Grâce à ce dispositif, au gel hydroalcoolique et aux masques obligatoires pour tous les spectateurs, l’Européen a pu rouvrir et rassurer ses spectateurs dès le 22 juin. « Après des mois à subir les blagues des gens dont ça n’est pas le métier, nous vous proposons de venir passer un moment en live ou sur les réseaux pour assister à des sketchs faits par de vrais professionnels », annonçait le théâtre.

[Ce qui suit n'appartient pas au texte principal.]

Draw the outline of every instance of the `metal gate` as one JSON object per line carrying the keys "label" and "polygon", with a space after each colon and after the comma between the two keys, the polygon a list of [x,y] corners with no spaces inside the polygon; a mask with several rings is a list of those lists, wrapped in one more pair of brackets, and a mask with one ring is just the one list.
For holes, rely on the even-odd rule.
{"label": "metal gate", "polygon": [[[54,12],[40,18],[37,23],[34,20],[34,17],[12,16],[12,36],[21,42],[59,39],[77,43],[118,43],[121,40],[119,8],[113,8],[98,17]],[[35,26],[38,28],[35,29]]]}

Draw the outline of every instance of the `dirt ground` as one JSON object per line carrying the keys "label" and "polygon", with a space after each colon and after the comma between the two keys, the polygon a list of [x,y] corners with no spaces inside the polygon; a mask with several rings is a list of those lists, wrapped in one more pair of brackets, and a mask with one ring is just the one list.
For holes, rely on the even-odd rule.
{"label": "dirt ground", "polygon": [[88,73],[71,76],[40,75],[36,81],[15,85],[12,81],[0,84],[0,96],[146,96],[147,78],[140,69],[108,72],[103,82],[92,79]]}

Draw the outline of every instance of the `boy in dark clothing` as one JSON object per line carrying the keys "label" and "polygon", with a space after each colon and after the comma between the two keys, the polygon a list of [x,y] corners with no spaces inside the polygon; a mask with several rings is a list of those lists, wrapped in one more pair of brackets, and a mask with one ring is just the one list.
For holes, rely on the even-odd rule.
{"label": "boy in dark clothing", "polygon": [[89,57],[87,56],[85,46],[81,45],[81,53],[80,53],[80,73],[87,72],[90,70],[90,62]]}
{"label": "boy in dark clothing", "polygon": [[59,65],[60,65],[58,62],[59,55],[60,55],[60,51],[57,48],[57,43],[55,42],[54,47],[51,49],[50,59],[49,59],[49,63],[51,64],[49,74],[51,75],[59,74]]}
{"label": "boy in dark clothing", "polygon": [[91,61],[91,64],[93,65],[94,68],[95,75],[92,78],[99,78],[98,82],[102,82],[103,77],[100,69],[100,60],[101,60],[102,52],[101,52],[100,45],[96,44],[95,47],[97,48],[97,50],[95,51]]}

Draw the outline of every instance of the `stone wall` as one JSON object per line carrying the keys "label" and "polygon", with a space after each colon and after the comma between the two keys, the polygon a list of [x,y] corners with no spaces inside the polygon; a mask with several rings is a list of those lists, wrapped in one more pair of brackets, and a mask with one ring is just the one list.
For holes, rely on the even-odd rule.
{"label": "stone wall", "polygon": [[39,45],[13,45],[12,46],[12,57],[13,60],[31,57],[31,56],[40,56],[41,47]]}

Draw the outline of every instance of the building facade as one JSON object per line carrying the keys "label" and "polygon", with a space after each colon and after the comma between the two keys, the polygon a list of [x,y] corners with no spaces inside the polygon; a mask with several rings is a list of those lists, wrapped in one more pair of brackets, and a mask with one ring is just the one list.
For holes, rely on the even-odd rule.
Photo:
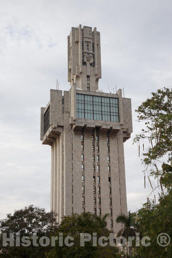
{"label": "building facade", "polygon": [[41,108],[40,139],[51,146],[51,209],[64,215],[109,213],[108,227],[121,228],[126,214],[124,142],[132,132],[131,99],[99,90],[100,32],[81,25],[68,36],[68,91],[51,90]]}

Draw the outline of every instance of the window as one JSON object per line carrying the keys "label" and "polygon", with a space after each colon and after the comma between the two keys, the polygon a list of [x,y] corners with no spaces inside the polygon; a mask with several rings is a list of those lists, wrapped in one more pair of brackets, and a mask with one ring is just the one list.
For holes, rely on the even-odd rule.
{"label": "window", "polygon": [[77,118],[119,122],[118,98],[77,93],[76,100]]}
{"label": "window", "polygon": [[95,194],[96,193],[96,187],[95,186],[93,187],[93,193]]}
{"label": "window", "polygon": [[99,208],[99,215],[101,215],[101,208]]}
{"label": "window", "polygon": [[44,134],[45,134],[50,127],[50,106],[48,107],[44,115]]}
{"label": "window", "polygon": [[87,83],[87,88],[88,91],[89,91],[89,83]]}

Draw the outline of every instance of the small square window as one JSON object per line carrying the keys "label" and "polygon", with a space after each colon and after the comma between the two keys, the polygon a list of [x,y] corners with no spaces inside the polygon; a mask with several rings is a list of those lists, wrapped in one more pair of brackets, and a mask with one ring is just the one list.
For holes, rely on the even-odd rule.
{"label": "small square window", "polygon": [[95,186],[93,187],[93,193],[95,194],[96,193],[96,187]]}
{"label": "small square window", "polygon": [[99,215],[101,215],[101,208],[99,208]]}

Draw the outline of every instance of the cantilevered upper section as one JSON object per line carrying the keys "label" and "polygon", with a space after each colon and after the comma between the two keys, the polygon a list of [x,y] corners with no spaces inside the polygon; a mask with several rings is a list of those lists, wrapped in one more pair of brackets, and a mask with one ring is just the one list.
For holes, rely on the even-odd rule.
{"label": "cantilevered upper section", "polygon": [[100,33],[80,25],[72,27],[68,38],[68,81],[84,91],[98,90],[102,77]]}

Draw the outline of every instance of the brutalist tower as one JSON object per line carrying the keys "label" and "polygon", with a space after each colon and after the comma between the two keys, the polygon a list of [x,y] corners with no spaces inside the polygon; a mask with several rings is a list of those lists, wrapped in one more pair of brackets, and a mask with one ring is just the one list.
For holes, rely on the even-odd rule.
{"label": "brutalist tower", "polygon": [[109,213],[114,233],[119,213],[127,213],[123,143],[132,132],[131,99],[99,90],[100,33],[81,25],[68,36],[68,91],[51,90],[41,109],[40,139],[51,147],[51,209]]}

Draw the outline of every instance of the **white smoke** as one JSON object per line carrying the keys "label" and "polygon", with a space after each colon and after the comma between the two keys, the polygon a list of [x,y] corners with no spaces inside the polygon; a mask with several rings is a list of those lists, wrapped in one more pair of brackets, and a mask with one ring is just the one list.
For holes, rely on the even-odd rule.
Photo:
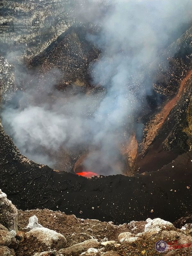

Avec sa soirée « Retour vers la culture », l’Européen a relancé la machine. Le plateau proposé au public rassemblait des humoristes de renom, comme Bun Hay Mean ou encore Tania Dutel, et a fait salle comble, soit 240 fauteuils remplis sur 350 au total, jauge de sécurité de 30 % oblige.
« Une vingtaine de salles de spectacle partout en France m’ont déjà appelé pour connaître notre dispositif, on a innové, on s’est réinventé sans l’aide du gouvernement », ironise Sébastien Beslon.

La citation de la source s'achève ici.